Felizmente, após alguns dias, o paciente desenvolveu uma hemorragia intracerebral muito grande e morreu. Em nossa opinião, a coexistência de angiopatia amilóide e vasculite auto-imune produz um risco muito maior de sangramento. Embora não saibamos o equilíbrio exato de risco e benefícios em casos individuais, em nossa opinião essas terapias devem ser usadas com cautela mesmo na presença de complicações trombóticas.
4. Conclusão
No presente caso, no qual o diagnóstico clínico foi confirmado pelo achado de anticorpos anti-beta amilóide no LCR, o acompanhamento cuidadoso mostrou que o CAA-ri pode produzir uma demência de evolução rápida, embora reversível, e o Parkinson.

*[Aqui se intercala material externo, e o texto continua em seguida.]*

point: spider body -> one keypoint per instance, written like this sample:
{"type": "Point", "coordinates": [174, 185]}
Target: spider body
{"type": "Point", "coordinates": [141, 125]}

A terapia com esteróides não deve ser interrompida muito cedo a fim de prevenir recaídas. A terapia antitrombótica deve ser evitada tanto quanto possível, devido ao alto risco de sangramento. Entretanto, em nosso paciente a ocorrência de complicações pulmonares, auto-imunes e trombóticas exigiu escolhas de tratamento muito difíceis e levou à morte.
Conflito de interesses
Os autores declaram que não há conflito de interesses em relação à publicação deste trabalho.
Conhecimento
O agradecimento é devido ao Departamento de Ciências da Vida, Saúde e Meio Ambiente pelo financiamento.